22 Novembre 2024

Fonte: Huffington Post

renzi

di Alessandro De Angelis

Il sistema bancario è l’iceberg che si staglia di fronte al governo. Di cui l’Etruria è solo una parte. Di fronte al crollo di MPS e delle borse, Renzi è tassativo: “Questa di MPS è la priorità assoluta”. Consapevole che l’istituto che oggi ha perso il 14 per cento in borsa ha in pancia ancora buchi tra 3 e 4 miliardi: “I nodi – si sussurra in ambienti alti di governo – stanno venendo al pettine. Renzi è nervoso perché ha capito che la vicenda delle quattro banche è stata gestita male. E siamo solo all’inizio”.

Già, all’inizio. Perché è evidente il cortocircuito: “I risparmiatori – prosegue la fonte – fuggono dalle piccole banche a rischio, basta vedere la Popolare di Vicenza che ha subito una pensate emorragia negli ultimi 30 giorni. E così le piccole vengono aiutate sul mercato con le obbligazioni subordinate, sottoscritte dalle grandi banche come Intesa e Unicredit, che però ora non capiscono dove si sta andando. E non vogliono più prestare. Questo porta dritto nelle fauci della Merkel che ci ha fatto ingoiare il Bail in”.

Ecco perché la crisi delle banche è un iceberg. Non solo economico. Ma “politico”. Perché porta il premier su un doppio fronte: la crisi del risparmio nostrana, e quella che in Europa chiamano “credibilità”: Is Renzi fit to lead?

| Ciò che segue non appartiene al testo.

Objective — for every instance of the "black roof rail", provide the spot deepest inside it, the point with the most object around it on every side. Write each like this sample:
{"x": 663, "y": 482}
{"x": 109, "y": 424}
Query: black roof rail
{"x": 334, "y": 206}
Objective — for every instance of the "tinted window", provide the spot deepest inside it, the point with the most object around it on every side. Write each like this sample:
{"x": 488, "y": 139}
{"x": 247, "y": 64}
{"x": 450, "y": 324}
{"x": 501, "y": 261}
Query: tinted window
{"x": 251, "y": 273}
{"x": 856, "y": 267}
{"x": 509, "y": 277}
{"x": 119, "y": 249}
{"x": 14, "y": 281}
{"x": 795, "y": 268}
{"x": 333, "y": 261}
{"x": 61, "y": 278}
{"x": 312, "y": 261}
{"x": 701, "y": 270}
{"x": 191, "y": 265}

La credibilità è stata messa in discussione da Junker e Moscovici, che vedono nelle uscite del premier italiano l’unico disegno di fare una campagna elettorale sulla loro pelle, ma non ricordano uguale determinazione quando in Europa si discusse di Bail in.

Ed è su questo terreno, della “credibilità”, che lo scandalo dell’Etruria avvelena il clima e indebolisce il premier. The classic italian scandal titolava The Guardian qualche settimana fa. Prima che la vicenda Etruria si arricchisse del nuovo capitolo sulle relazioni pericolose, da giorni raccontate dal Fatto e da Libero, di papà Boschi a oscuri faccendieri in odor di massoneria, per citare il celebre fondo sul Corriere di Ferruccio De Bortoli.

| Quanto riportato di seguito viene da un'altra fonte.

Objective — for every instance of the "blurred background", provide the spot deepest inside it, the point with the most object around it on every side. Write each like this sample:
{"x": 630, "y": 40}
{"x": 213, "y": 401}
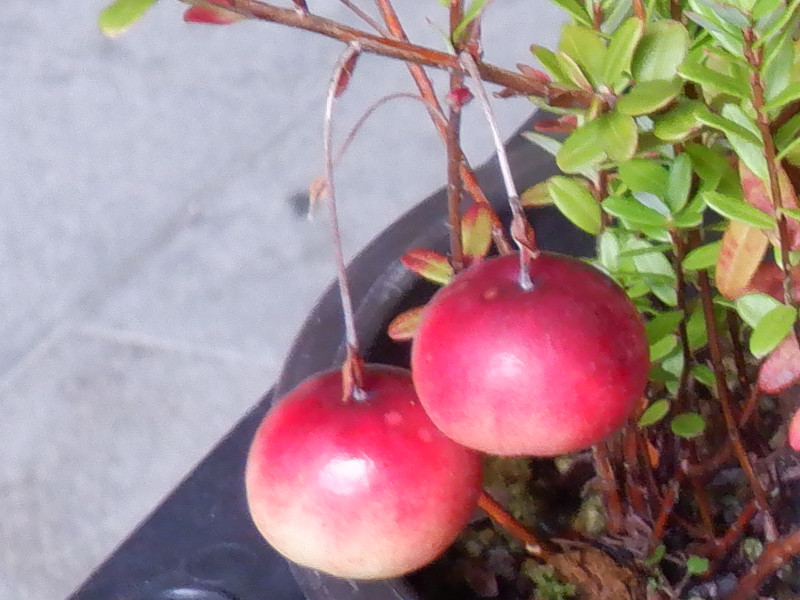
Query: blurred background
{"x": 155, "y": 255}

A microfoni spenti l’imbarazzo nel Pd è tangibile anche all’interno della maggioranza renziana. Perché il quadro che sta emergendo rischia di mettere in discussione la difesa che pronunciò la ministra in Aula a dicembre, quando dipinse il padre come un gentiluomo di campagna e assicurò che non aveva deleghe importanti. Ora il galantuomo – emerge da cronache non smentite – conosce e discute del destino della banca con Flavio Carboni, il re dei faccendieri: uno che vanta una sfilza di arresti, una condanna per il crac del Banco Ambrosiano, un processo sulla P3 per corruzione, associazione a delinquere e associazione segreta. Il suo nome è legato a pagine oscure della storia patria, come il suicidio di Calvi, che Carboni vide per ultimo prima che finisse appeso al ponte dei frati neri a Londra. Carboni viene presentato a Pier Luigi Boschi da Valeriano Mureddu, altro discusso massone che vive a Rignano sull’Arno, a due passi dalla casa di papà Renzi.

Un democrat di rango dice: “La ricostruzione della Boschi in Aula fa acqua. È evidente che Pier Luigi Boschi, proprio in quanto papà del ministro, nel 2014 si propone per cercare il nuovo dg, altro che la favoletta di un vicepresidente senza deleghe come la Boschi ha detto in Aula. E che cosa fa papà Boschi? Sei il vicepresidente di una banca in difficoltà, papà del principale ministro del governo e invece di andare dal dottor Barbagallo, capo della vigilanza di Bankitalia a confessare i peccati della banca, tuoi e degli altri, e chiedere consiglio sul nuovo dg, vai da chi oltre ai peccati ha commesso reati, ovvero uno dei peggiori faccendieri della storia d’Italia”.

In parecchi, nel Pd, ricordano che nella scorsa legislatura i democrat votarono la mozione di sfiducia al sottosegretario del Pdl Giacomo Caliendo, perché nelle carte della P3 compariva proprio il nome di Carboni. Caliendo era indagato. Papà Boschi no. O meglio non ancora.